Helping businesses stay afloat by cutting red tape and regulatory barriers is even more urgent now thanks to the pandemic, said Senior Minister of State for Foreign Affairs and Transport Chee Hong Tat.
Mr Chee told an online discussion: "Even before Covid-19, the need to transform our economy to look for new ways of helping businesses reduce regulatory barriers, lower our regulatory costs, and to support new business models and new ways of doing things (was) relevant and valid.
"But with Covid-19, the impetus to do that has become even more significant and even more urgent, because we are now at a stage where we have to transform and we have to change in order to survive the crisis and to emerge stronger subsequently."
He added that actions taken before the pandemic have also ended up being beneficial to firms, such as the shift from hard copy forms to digital filing and allowing companies to offer services online.
"Look for different innovative ways of regulating that can be more effective (in) achieving the same outcomes of safety and consumer protection while allowing businesses to have lower regulatory barriers and... licensing costs."
By removing redundant steps and overlapping licences and making good use of technology, cost savings can be passed down to firms and consumers, he noted.
The Government also has to take risks in tweaking rules to support new business ideas, even if companies do not have a track record yet, said Mr Chee yesterday.
He was speaking at a dialogue with businesses and members of the Pro-Enterprise Panel, a private-public platform under the Ministry of Trade and Industry that comprises business leaders and senior government officials working towards reducing the regulatory burden on companies.
"If we are refusing to take that step forward and wanting to play 100 per cent safe, and not venture out of our comfort zone, then actually there's no way to do this."
He also noted that the Government has to be comfortable dealing with uncertainty, since the pace of change in the world has picked up.
"This is where I think we need to accelerate the reviews and find ways in which we can get feedback more quickly and be prepared to make some adjustments, including in areas where we have not tried, (such as) new business ideas, new sectors."
Ms Low Yen Ling, the recently appointed Minister of State for Trade and Industry, and Culture, Community and Youth, told the event that agencies also have to take a more enterprise-centric approach to see how rules can be interpreted and then adhered to by companies.
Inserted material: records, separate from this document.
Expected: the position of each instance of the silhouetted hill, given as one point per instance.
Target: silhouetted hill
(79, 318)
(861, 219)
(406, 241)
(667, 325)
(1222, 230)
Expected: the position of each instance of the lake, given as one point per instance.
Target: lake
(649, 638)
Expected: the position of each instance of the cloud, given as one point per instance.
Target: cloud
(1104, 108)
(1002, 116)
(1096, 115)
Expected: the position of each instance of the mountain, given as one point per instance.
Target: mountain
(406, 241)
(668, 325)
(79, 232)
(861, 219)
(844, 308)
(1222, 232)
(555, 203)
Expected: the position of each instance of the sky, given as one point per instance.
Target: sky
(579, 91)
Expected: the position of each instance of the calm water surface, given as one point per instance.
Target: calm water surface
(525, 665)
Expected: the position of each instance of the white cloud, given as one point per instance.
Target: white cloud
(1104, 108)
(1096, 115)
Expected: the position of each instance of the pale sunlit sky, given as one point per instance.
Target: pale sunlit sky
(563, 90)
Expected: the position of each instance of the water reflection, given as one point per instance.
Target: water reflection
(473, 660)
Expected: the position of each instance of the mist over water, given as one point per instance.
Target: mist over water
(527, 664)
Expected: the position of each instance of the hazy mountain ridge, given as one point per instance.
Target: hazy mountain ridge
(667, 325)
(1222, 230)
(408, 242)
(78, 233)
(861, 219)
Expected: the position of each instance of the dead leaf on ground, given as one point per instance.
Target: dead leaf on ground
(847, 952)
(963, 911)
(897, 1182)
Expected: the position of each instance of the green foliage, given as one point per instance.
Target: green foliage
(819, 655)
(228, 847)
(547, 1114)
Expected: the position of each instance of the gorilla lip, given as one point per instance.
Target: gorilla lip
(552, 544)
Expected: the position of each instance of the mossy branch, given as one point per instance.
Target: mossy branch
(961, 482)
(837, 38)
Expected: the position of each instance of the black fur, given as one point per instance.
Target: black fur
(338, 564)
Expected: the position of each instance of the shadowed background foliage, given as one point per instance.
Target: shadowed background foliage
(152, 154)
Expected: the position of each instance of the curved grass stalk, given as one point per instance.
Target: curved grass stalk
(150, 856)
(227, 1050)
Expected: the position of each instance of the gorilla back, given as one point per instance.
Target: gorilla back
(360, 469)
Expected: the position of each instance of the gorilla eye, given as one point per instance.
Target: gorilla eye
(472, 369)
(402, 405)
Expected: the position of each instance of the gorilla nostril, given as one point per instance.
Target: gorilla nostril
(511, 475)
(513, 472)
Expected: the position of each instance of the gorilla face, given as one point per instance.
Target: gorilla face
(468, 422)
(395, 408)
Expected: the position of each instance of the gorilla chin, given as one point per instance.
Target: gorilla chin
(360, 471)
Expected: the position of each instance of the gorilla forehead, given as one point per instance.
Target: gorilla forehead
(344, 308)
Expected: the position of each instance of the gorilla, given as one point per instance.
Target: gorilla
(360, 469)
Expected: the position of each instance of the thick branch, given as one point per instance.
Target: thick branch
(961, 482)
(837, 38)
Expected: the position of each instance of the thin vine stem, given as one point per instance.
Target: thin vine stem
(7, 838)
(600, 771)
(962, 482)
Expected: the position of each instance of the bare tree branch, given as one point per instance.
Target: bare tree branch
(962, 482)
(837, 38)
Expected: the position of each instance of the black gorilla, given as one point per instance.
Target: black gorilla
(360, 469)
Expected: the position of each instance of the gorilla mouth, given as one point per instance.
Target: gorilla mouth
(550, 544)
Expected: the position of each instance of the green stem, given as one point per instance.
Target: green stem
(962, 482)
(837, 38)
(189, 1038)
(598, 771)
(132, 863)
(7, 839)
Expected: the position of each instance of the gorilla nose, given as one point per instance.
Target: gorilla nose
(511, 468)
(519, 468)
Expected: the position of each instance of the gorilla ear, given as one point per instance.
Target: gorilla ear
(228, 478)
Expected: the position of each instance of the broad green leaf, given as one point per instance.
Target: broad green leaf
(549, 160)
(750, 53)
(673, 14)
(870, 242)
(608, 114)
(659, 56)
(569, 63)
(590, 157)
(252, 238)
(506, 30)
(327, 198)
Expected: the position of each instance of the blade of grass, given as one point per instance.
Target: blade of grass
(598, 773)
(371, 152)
"We also need to see how we can innovate our agencies... so that we can better support new business models and also new technology."
The panel is partnering the Fair Tenancy Framework Industry Committee, which was formed in April to address issues between landlords and tenants, especially during this crisis.
The committee is made up of representatives from organisations such as the Singapore Business Federation Committee, Association of Small and Medium Enterprises and the Singapore Retailers Association.
The panel and committee will set up clinics for tenants to clarify their concerns.